= Tour de Israel =

Cycling competition

The Tour de Israel was a four-day cycling competition held in Israel and modeled on the Tour de France.

The race was held over a 622 km route beginning in Nahariya in northern Israel, and ending in the resort city of Eilat on the Red Sea.

The event was sponsored by the Israeli Tourism Ministry and was a two-person team competition, featuring nine separate categories based on gender and age: Men; Women; Mixed Gender; Adults, Masters and Grand Masters.

==2010 Event==
The first Tour de Israel was held on 7–11 March 2010. 124 cyclists, including 44 foreign cyclists, participated.

The route passed along the Mediterranean Sea shore, through the Galilee mountains, Mount Hermon, the Sea of Galilee, Beit She'an and Nazareth and then along the Jordan Rift Valley and the Dead Sea, past Masada to the Negev mountains to the finish line in Eilat.
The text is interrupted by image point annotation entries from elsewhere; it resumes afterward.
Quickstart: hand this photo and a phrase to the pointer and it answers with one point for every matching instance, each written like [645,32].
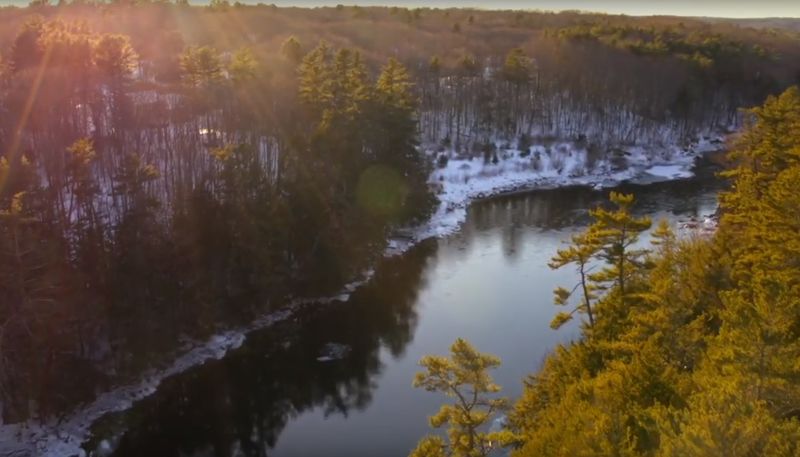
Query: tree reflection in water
[239,405]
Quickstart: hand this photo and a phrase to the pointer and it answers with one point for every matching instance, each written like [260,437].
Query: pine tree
[464,376]
[583,249]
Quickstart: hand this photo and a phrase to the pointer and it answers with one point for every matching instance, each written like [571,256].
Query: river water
[488,283]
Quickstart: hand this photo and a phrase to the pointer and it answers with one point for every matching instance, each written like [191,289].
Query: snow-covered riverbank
[460,181]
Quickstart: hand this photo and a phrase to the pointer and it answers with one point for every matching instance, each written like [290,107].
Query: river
[488,283]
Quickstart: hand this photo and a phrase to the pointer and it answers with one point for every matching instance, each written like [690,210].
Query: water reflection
[488,283]
[239,405]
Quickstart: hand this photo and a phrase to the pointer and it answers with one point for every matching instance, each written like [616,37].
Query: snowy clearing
[457,183]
Niv Libner and Ran Margaliot, two Israelis competing as the GO-PRO team, were the winners with an overall time of 19:09:09.45 hours. Second place went to Zachi Boigen and Anton Michaelov, and international triathlon champions Dan and Ran Alterman came in third.

==2011 Event==
An on-road and an off-road event were originally scheduled to take place in March 2011. The events were cancelled by the organizer due to insufficient participants and sponsors.